Luis estaba peligrosamente próximo cuando por fin encendió su foco para apagarlo otra vez en el acto. Vio cómo el fantasma se mantenía a la expectativa en la oscuridad. Luis situó suavemente su vehículo entre el kzin y el punto luminoso.
Volvió a encender fugazmente su foco.
Interlocutor le habló a través del intercom.
—Sí, Luis, ahora lo veo. Algún objeto iluminado que parece moverse en dirección contraria a la nuestra.
—¿Vamos a ver qué es?
—De acuerdo.
Interlocutor puso su aerocicleta rumbo a la luz.
Comenzaron a dar vueltas en la oscuridad, cual curiosos pececillos alrededor de una botella de cerveza que se hunde. Era un castillo de diez pisos que flotaba a unos trescientos metros de altura y estaba todo iluminado como la sala de mandos de alguna antigua nave-cohete.
Una enorme ventana panorámica única, curvada de forma que constituía la pared y también el techo, se abría sobre un espacio del tamaño de un teatro de ópera. En el interior, un laberinto de mesas de comedor rodeaba un escenario circular elevado. Encima de las mesas quedaban unos ciento cincuenta metros de espacio libre, a excepción de una escultura abstracta hecha de alambre retorcido.

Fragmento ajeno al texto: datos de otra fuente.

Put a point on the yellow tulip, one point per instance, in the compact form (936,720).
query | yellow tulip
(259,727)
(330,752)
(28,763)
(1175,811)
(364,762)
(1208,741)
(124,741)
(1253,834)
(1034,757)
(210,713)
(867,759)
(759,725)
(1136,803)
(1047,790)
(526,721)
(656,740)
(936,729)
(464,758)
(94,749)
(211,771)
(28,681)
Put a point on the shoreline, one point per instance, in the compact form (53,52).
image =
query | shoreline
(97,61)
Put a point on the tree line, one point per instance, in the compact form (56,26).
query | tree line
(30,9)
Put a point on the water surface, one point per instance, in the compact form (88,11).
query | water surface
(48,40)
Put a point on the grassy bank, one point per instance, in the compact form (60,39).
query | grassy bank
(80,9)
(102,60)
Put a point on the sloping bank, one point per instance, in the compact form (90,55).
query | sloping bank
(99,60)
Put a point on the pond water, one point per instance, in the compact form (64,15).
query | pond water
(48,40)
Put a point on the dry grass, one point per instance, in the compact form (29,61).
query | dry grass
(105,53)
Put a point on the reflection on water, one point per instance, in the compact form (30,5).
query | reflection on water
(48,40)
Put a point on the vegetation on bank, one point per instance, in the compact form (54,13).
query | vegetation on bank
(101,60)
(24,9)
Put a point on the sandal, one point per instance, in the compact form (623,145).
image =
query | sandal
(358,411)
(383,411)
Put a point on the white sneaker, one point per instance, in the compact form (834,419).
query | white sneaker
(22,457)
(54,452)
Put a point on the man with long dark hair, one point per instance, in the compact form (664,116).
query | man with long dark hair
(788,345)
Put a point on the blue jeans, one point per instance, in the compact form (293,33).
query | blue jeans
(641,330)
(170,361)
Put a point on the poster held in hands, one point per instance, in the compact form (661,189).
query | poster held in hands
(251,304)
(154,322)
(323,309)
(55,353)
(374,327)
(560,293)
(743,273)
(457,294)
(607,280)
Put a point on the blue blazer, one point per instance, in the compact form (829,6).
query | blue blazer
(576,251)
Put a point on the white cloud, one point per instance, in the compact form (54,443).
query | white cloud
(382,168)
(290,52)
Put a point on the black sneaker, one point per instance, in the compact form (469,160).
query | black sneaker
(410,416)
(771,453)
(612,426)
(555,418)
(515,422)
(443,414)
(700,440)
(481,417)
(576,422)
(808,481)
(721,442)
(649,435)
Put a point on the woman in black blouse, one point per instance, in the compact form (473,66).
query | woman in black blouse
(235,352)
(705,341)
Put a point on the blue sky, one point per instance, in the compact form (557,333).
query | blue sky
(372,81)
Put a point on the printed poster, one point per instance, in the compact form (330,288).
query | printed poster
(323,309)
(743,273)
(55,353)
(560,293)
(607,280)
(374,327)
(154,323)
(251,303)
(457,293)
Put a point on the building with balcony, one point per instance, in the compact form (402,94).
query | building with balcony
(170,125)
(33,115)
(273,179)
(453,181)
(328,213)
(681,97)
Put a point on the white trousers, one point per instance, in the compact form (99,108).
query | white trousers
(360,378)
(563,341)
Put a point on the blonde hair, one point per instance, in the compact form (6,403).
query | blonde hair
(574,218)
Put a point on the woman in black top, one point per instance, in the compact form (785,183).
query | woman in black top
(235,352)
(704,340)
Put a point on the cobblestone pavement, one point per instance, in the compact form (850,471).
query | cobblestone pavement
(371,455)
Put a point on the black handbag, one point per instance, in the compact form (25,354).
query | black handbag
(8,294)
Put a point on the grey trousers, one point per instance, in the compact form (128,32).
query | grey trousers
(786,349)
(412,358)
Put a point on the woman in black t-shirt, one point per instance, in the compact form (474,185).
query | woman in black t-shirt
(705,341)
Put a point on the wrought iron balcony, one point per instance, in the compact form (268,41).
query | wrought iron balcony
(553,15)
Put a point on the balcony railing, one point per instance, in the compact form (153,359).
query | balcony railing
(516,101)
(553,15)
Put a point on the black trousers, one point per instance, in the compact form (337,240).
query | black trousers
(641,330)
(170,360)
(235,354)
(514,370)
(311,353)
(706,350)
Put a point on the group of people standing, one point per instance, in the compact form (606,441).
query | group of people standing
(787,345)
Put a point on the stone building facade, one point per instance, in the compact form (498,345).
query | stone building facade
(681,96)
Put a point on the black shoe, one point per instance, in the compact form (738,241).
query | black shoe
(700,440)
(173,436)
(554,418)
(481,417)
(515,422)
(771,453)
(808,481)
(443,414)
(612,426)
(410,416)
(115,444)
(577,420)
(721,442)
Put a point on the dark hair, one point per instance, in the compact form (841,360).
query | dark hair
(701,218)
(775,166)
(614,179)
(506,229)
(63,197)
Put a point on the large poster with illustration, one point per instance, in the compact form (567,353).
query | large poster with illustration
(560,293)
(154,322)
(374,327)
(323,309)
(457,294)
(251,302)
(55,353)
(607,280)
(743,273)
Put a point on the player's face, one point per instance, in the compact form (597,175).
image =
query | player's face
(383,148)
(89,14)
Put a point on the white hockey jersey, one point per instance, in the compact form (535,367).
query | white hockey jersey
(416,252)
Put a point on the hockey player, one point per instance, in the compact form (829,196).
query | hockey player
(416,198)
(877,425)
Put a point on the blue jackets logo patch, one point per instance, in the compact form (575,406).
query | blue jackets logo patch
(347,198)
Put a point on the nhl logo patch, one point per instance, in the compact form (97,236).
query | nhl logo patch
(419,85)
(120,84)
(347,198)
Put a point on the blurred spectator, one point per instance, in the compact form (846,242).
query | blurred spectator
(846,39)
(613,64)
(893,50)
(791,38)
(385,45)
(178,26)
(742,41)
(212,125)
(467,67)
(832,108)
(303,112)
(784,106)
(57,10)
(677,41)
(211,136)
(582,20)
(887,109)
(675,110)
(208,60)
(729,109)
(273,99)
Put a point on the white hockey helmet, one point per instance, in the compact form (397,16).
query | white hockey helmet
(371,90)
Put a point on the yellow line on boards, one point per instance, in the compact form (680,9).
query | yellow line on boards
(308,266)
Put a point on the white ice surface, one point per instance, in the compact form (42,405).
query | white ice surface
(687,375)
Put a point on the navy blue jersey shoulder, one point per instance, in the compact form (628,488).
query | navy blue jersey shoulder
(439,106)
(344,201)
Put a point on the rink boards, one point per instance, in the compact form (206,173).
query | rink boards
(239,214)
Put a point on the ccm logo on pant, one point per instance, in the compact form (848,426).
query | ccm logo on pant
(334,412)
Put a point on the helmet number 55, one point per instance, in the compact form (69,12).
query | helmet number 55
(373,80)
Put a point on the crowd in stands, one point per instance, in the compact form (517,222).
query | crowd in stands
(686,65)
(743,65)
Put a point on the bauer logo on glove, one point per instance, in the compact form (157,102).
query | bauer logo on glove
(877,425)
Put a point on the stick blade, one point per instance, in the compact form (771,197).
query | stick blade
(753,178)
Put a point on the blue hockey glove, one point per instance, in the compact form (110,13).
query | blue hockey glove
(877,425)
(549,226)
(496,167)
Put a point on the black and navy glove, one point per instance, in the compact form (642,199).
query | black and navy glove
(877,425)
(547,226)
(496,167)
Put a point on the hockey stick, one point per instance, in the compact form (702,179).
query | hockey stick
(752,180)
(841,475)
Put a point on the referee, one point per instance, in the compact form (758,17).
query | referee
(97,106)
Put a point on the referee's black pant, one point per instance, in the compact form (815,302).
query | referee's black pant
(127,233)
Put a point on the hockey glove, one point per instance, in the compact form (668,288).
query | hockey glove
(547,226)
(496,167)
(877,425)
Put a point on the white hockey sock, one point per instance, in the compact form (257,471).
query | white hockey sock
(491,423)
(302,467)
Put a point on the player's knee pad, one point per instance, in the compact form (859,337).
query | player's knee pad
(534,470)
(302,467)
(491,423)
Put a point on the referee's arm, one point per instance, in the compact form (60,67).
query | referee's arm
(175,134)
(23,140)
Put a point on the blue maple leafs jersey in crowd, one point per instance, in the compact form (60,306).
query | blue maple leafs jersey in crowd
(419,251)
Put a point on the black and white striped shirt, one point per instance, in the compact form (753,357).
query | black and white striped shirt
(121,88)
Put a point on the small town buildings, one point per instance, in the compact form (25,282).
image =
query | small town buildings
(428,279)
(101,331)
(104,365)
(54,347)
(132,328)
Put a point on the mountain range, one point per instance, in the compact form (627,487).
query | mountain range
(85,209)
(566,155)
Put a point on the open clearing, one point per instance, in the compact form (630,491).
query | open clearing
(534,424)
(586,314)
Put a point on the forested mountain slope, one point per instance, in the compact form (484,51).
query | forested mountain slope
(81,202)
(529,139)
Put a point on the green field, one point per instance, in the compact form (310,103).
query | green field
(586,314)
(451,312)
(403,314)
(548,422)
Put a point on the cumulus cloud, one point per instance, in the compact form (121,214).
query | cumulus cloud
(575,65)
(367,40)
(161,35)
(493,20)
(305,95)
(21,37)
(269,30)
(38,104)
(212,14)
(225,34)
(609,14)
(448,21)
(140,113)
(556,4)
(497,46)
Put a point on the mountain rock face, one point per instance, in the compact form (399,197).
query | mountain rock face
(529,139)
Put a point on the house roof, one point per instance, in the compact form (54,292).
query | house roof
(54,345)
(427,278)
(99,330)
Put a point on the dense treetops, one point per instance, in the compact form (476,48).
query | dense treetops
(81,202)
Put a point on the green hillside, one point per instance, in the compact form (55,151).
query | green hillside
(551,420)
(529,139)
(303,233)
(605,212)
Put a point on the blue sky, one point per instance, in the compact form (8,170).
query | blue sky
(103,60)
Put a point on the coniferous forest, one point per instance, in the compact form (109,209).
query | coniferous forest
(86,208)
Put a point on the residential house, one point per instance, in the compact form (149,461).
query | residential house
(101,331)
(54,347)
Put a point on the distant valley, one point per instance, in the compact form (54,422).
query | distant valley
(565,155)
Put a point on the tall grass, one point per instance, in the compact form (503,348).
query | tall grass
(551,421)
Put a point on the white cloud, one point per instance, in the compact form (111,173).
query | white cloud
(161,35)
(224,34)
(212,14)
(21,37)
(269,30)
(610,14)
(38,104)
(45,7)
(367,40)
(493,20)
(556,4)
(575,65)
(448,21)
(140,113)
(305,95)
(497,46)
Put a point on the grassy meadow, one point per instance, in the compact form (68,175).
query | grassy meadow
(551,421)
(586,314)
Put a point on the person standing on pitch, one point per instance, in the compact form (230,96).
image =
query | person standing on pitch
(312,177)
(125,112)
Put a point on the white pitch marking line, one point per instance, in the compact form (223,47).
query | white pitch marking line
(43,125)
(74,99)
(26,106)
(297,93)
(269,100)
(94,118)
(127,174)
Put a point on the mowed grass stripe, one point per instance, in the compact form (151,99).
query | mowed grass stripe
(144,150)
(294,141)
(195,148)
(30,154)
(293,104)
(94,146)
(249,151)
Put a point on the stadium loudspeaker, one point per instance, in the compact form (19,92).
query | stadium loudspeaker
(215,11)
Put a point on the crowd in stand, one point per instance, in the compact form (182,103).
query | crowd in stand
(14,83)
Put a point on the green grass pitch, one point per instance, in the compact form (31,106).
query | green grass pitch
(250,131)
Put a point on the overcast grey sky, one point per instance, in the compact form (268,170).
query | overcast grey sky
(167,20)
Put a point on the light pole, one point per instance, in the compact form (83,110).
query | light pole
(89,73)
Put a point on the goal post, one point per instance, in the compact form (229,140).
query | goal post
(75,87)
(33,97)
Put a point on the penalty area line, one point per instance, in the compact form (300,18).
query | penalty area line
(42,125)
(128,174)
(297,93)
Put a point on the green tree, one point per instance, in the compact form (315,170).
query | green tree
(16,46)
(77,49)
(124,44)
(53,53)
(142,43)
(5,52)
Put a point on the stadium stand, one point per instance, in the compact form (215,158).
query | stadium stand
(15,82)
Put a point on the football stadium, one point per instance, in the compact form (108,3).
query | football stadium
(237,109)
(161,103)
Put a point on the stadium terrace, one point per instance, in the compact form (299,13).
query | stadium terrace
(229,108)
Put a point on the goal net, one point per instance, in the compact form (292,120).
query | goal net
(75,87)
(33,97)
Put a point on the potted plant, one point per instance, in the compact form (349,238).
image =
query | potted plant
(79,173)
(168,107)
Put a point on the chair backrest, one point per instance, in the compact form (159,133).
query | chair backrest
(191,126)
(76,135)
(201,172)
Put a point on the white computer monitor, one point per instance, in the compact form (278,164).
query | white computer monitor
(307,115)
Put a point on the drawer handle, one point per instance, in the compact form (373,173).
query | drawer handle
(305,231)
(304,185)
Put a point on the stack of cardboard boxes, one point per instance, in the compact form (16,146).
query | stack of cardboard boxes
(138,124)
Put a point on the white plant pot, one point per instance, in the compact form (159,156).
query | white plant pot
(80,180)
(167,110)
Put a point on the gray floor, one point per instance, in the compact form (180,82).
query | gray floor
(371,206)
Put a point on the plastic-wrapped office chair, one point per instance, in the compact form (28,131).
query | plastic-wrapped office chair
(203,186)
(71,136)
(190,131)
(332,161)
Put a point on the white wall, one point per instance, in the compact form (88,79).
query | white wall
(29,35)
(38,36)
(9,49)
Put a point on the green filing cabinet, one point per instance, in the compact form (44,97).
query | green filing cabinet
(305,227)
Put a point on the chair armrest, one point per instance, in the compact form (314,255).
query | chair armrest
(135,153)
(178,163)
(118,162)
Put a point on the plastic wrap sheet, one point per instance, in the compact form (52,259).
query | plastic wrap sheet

No podían dejar de sorprenderse cada vez al comprobar lo espacioso que resultaba el Mundo Anillo. En la Tierra, era delito conducir cualquier tipo de vehículo sin un piloto automático. Era inevitable que al estrellarse el vehículo matara a alguien, cayera donde cayera. Aquí en cambio había miles de kilómetros de tierras vírgenes, edificios suspendidos sobre las ciudades y espacio suficiente para acomodar a un comensal de ciento cincuenta metros de altura.
Debajo del castillo había una ciudad. No estaba iluminada. Interlocutor la sobrevoló casi a ras de suelo, como un halcón, y la examinó rápidamente a la luz azulada del Arco. Pronto subió a informar que la ciudad se parecía mucho a Zignamuclikclik.